Camere a gas nel campo di Auschwitz-Birkenau

Nei campi di sterminio vennero deportati e uccisi circa tre milioni di ebrei (il 90% delle vittime totali), con una “procedura standardizzata” che ricordava il lavoro delle moderne fabbriche.

Solitamente, i metodi utilizzati erano tramite gas, con camere fisse o mobili, e fucilazioni di massa, ma non mancavano altre cause, come a seguito di esperimenti o con l’utilizzo di particolari gas, perfezionati nel tempo.

Nonostante i campi di sterminio dovessero rimanere un segreto istituzionale, nei villaggi vicini iniziarono a circolare notizie inquietanti: i fumi delle ciminiere dei crematori di Auschwitz ad esempio erano sempre accesi ed erano visibili fino a 19 chilometri di distanza tra odori nauseabondi che si diffondevano nell’aria.

La fine di un incubo indimenticabile

Il 27 gennaio 1945 le truppe sovietiche della 60ª Armata del maresciallo Ivan Konev arrivarono per prime presso la città polacca di Oświęcim (Auschwitz), scoprendo il vicino campo di concentramento e liberandone i superstiti. La scoperta di Auschwitz e le testimonianze dei sopravvissuti rivelarono compiutamente per la prima volta al mondo l’orrore del genocidio nazista.

Ad Auschwitz, circa dieci giorni prima, i nazisti avevano portato con loro in una marcia della morte tutti i prigionieri sani, molti dei quali morirono durante la marcia stessa. L’apertura dei cancelli di Auschwitz mostrò al mondo intero non solo molti testimoni della tragedia, ma anche gli strumenti di tortura e di annientamento utilizzati in quel lager nazista.

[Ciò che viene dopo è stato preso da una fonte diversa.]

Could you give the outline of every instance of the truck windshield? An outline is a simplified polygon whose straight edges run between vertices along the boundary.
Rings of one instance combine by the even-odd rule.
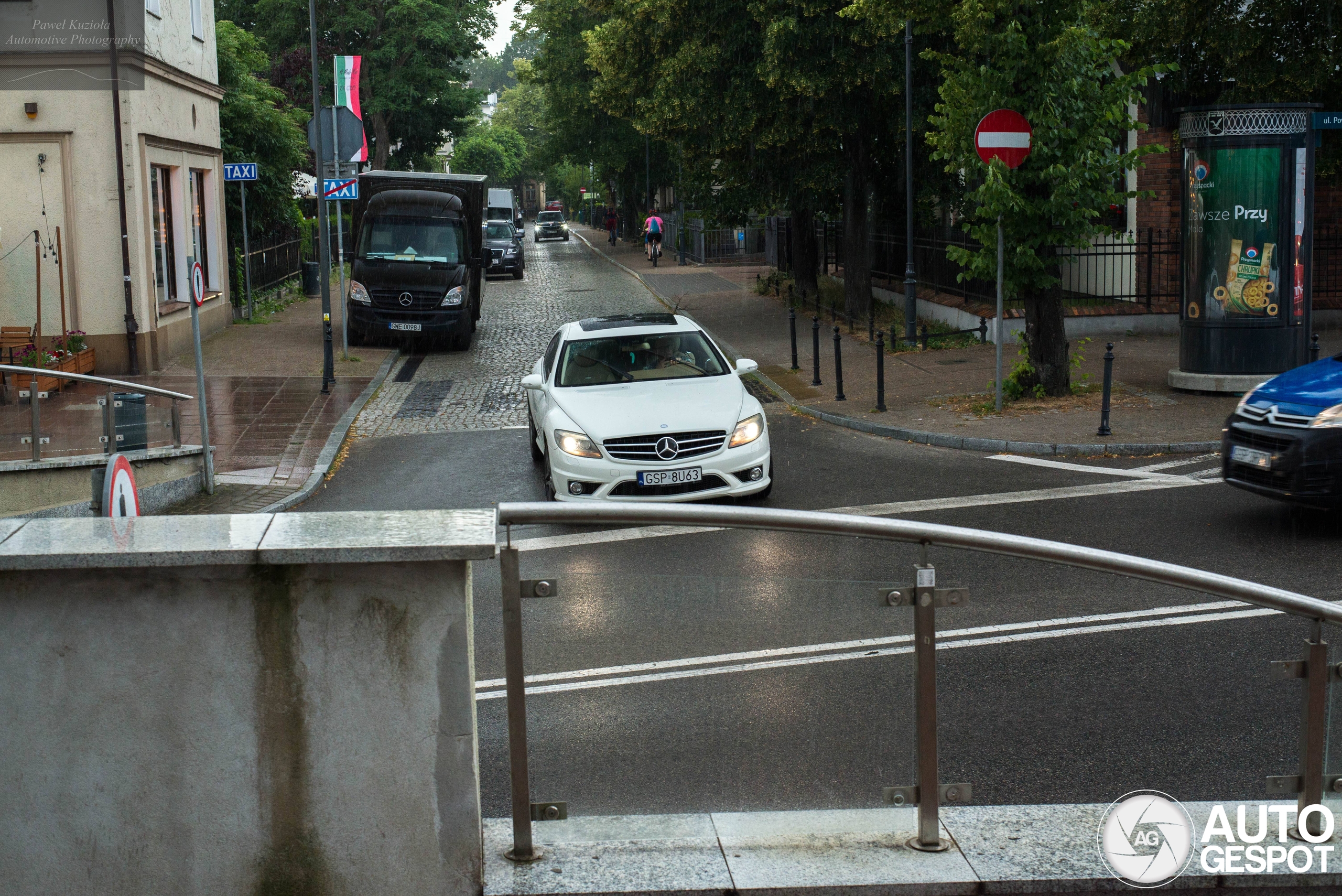
[[[451,217],[374,215],[364,219],[358,258],[392,262],[460,262],[462,224]]]

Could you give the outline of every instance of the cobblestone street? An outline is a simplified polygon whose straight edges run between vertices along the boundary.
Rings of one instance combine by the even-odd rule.
[[[407,347],[354,424],[360,437],[526,425],[521,380],[568,321],[662,311],[648,290],[580,240],[526,241],[526,276],[493,279],[467,351]]]

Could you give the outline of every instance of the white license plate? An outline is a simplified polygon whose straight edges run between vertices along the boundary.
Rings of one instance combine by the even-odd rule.
[[[701,467],[639,471],[640,486],[679,486],[680,483],[696,483],[701,479],[703,479]]]
[[[1257,448],[1245,448],[1244,445],[1231,445],[1231,460],[1237,464],[1248,464],[1249,467],[1261,467],[1263,469],[1272,468],[1272,455]]]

Il mondo tolse finalmente il velo sulla follia di quei campi; i prigionieri inutili a lavori ed esperimenti erano immediatamente uccisi, gli altri venivano smistati in base agli scopi stabiliti. Vi erano inoltre coloro che, a cambio della vita, lavoravano all’interno delle strutture per i nazisti, in un vortice di sadismo senza eguali.

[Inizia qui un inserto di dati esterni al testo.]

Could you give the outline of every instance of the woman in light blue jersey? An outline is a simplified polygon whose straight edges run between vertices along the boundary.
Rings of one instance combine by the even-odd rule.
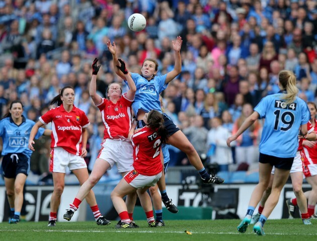
[[[11,210],[9,223],[18,223],[20,221],[23,187],[30,172],[32,151],[28,147],[28,141],[35,123],[26,119],[23,113],[22,102],[14,101],[10,104],[9,112],[0,121],[0,137],[3,141],[1,173],[4,177]],[[50,136],[51,132],[40,128],[36,133],[35,138],[42,135]]]
[[[175,64],[174,68],[163,75],[156,75],[158,64],[155,59],[146,59],[143,62],[141,72],[142,75],[136,73],[129,72],[136,86],[136,92],[134,101],[132,104],[132,109],[138,121],[137,128],[145,126],[142,122],[145,113],[151,110],[155,110],[162,113],[160,102],[160,94],[165,90],[168,84],[174,79],[181,72],[182,69],[182,59],[180,50],[182,46],[182,38],[178,36],[176,40],[172,41],[173,49],[175,53]],[[113,45],[110,41],[107,43],[108,49],[112,54],[114,67],[116,73],[123,79],[125,76],[123,73],[116,67],[118,61],[116,45]],[[204,183],[213,183],[220,184],[224,180],[219,177],[210,175],[205,169],[200,157],[193,145],[180,129],[174,123],[171,118],[165,113],[162,113],[164,118],[164,125],[169,132],[168,144],[170,144],[179,148],[187,155],[191,164],[198,171]],[[166,194],[165,181],[161,179],[157,183],[161,192],[162,200],[168,209],[172,212],[177,212],[172,200]],[[163,182],[164,183],[161,183]],[[162,185],[162,186],[161,186]]]
[[[298,90],[296,83],[296,77],[292,72],[280,72],[279,87],[281,91],[262,99],[237,132],[227,140],[227,144],[230,146],[231,142],[236,140],[258,119],[265,118],[259,147],[259,184],[251,195],[247,215],[237,226],[240,232],[245,232],[250,223],[255,208],[269,185],[271,172],[274,166],[271,193],[259,221],[253,227],[253,231],[258,235],[265,234],[263,225],[278,201],[296,156],[299,128],[301,135],[307,134],[309,111],[305,102],[296,96]]]

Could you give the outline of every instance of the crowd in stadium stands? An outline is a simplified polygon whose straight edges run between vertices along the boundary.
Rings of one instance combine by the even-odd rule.
[[[141,32],[128,27],[134,13],[147,20]],[[113,71],[108,40],[131,72],[140,73],[143,61],[151,58],[162,74],[174,67],[172,40],[178,35],[182,71],[163,93],[166,112],[202,159],[222,170],[257,164],[261,121],[232,149],[225,141],[262,97],[279,91],[281,70],[296,74],[300,97],[316,100],[314,0],[0,0],[0,117],[19,99],[25,116],[36,122],[59,90],[73,86],[74,105],[92,124],[86,159],[91,170],[103,128],[88,91],[92,60],[97,57],[102,64],[101,96],[113,82],[126,91]],[[35,174],[48,172],[50,141],[43,138],[35,144]],[[170,150],[170,166],[189,165],[184,153]]]

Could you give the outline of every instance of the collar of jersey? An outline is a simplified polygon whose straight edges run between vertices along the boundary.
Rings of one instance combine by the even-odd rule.
[[[153,77],[152,78],[151,78],[149,81],[148,79],[147,79],[146,78],[145,78],[145,77],[144,77],[142,75],[141,75],[141,76],[144,78],[146,81],[147,81],[148,82],[149,82],[150,81],[151,81],[152,79],[154,79],[154,77],[155,77],[155,75],[154,76],[153,76]]]
[[[66,111],[65,110],[65,109],[64,109],[64,106],[63,106],[63,104],[62,104],[59,106],[59,108],[60,108],[60,111],[65,111],[65,112],[67,112],[67,111]],[[74,111],[75,109],[76,109],[76,107],[74,106],[74,105],[72,105],[72,109],[70,111],[70,112],[72,112],[72,111]]]
[[[13,119],[12,119],[12,116],[10,116],[10,122],[13,123],[13,124],[15,124],[16,125],[15,122],[13,121]],[[24,117],[24,116],[22,115],[22,123],[23,122],[25,122],[26,121],[26,119],[25,119],[25,117]],[[21,124],[22,123],[21,123]]]

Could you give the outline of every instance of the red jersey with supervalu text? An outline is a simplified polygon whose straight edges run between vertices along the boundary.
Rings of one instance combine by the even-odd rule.
[[[133,100],[128,100],[125,95],[125,93],[122,95],[116,104],[103,98],[102,102],[97,106],[101,112],[105,125],[104,139],[127,140],[131,127]]]
[[[315,132],[317,133],[317,121],[315,120]],[[317,141],[315,141],[315,144],[312,147],[305,146],[305,154],[307,158],[311,164],[317,164]],[[307,153],[308,152],[308,153]]]
[[[73,106],[67,112],[62,104],[39,119],[45,125],[52,122],[51,148],[58,146],[74,155],[82,154],[82,128],[90,124],[84,111]]]
[[[163,167],[161,161],[161,139],[156,131],[145,126],[131,137],[133,146],[133,168],[144,176],[154,176]]]
[[[309,121],[307,123],[307,134],[309,134],[310,133],[311,133],[313,130],[313,127],[311,125],[310,121]],[[298,149],[297,149],[297,150],[303,150],[303,140],[304,140],[304,139],[302,138],[298,139]]]

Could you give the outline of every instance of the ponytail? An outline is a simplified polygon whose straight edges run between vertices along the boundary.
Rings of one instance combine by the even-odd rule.
[[[279,81],[283,90],[286,91],[282,97],[285,104],[288,105],[295,101],[298,93],[298,89],[296,86],[296,76],[289,70],[282,70],[278,74]]]
[[[72,86],[66,86],[64,87],[61,90],[59,90],[59,94],[52,99],[49,103],[49,105],[60,106],[62,104],[63,104],[63,101],[61,100],[60,98],[63,96],[63,93],[66,89],[71,89],[73,91],[74,90],[74,88]]]
[[[147,125],[151,130],[156,130],[160,136],[161,144],[165,145],[168,140],[168,132],[164,126],[164,119],[162,114],[152,110],[147,115]]]

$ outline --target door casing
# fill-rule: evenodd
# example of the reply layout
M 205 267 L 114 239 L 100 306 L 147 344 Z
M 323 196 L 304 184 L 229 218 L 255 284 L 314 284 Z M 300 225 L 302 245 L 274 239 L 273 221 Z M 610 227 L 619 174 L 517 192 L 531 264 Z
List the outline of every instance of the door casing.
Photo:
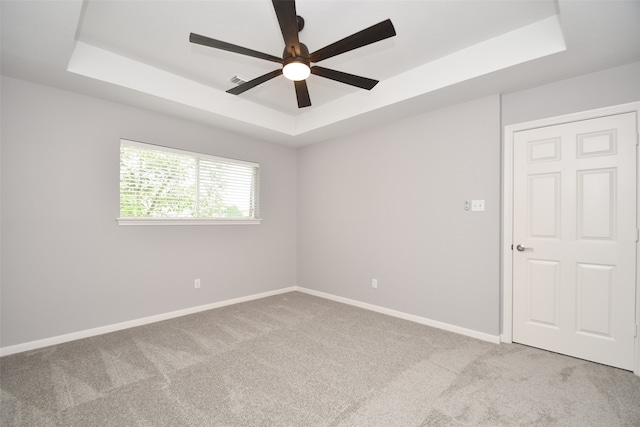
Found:
M 640 102 L 582 111 L 563 116 L 550 117 L 524 123 L 505 126 L 502 142 L 502 333 L 500 341 L 511 343 L 513 339 L 513 141 L 514 134 L 519 131 L 546 126 L 559 125 L 588 120 L 598 117 L 633 112 L 636 115 L 636 138 L 640 133 Z M 636 140 L 637 144 L 638 140 Z M 636 149 L 636 169 L 638 169 L 638 149 Z M 640 173 L 637 173 L 638 188 L 640 189 Z M 636 206 L 636 226 L 640 227 L 640 198 Z M 636 243 L 637 246 L 637 243 Z M 640 253 L 636 250 L 636 267 L 640 266 Z M 640 280 L 636 271 L 636 337 L 633 372 L 640 376 Z

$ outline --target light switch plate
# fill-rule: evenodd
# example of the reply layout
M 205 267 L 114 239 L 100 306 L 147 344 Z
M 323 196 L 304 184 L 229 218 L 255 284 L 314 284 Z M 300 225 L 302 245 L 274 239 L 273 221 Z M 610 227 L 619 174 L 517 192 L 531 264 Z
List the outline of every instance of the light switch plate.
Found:
M 482 212 L 482 211 L 484 211 L 484 200 L 472 200 L 471 201 L 471 211 L 472 212 Z

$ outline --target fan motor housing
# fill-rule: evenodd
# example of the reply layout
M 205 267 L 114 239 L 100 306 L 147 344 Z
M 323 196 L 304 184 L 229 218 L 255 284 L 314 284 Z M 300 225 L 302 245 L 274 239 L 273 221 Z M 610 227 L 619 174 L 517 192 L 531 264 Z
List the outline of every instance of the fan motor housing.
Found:
M 294 50 L 293 46 L 284 48 L 284 52 L 282 52 L 282 66 L 290 64 L 292 62 L 304 62 L 305 64 L 309 65 L 309 49 L 307 48 L 307 45 L 305 45 L 304 43 L 300 43 L 299 55 L 296 55 L 295 51 L 292 53 L 292 50 Z

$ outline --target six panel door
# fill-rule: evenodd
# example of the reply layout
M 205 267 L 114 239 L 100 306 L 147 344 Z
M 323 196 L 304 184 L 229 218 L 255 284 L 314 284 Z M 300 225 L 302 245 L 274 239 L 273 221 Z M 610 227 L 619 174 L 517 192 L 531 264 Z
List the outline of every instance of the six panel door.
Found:
M 517 132 L 513 152 L 513 341 L 632 370 L 635 114 Z

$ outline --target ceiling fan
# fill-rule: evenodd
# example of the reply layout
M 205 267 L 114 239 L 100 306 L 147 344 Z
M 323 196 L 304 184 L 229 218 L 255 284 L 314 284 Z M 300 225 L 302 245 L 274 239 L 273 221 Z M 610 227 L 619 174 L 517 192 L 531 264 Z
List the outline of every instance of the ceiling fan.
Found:
M 282 68 L 242 83 L 233 89 L 229 89 L 227 93 L 240 95 L 259 84 L 284 74 L 287 79 L 293 80 L 296 89 L 296 97 L 298 99 L 298 108 L 303 108 L 311 105 L 309 90 L 307 89 L 307 82 L 305 80 L 309 77 L 309 74 L 315 74 L 320 77 L 325 77 L 367 90 L 371 90 L 376 84 L 378 84 L 378 80 L 343 73 L 329 68 L 318 67 L 317 65 L 311 66 L 310 64 L 312 62 L 319 62 L 323 59 L 331 58 L 333 56 L 340 55 L 341 53 L 349 52 L 350 50 L 395 36 L 396 31 L 393 28 L 393 24 L 390 19 L 345 37 L 344 39 L 325 46 L 313 53 L 309 53 L 307 46 L 305 46 L 304 43 L 300 43 L 300 40 L 298 39 L 298 33 L 304 28 L 304 19 L 296 14 L 295 0 L 272 0 L 272 2 L 285 43 L 282 58 L 201 36 L 199 34 L 191 33 L 189 36 L 189 41 L 191 43 L 282 64 Z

La sconfitta e la resa della Germania nazista di qualche mese dopo diedero avvio ai processi, in particolare a quello di Norimberga, contro i colpevoli di tali atrocità; le testimonianze di sopravvissuti, pentiti, e dei gerarchi nazisti svelarono una delle pagine più buie della storia.

La scoperta dell’orrore nazista di quegli anni non deve essere dimenticata, anzi deve servire da stimolo a fare in modo che non accada più, a nessuno. Il ricordo delle vittime, della lotta, della resistenza, della vittoria e della liberazione sono valori che non devono sbiadire nel tempo ma rimanere vive e ben presenti.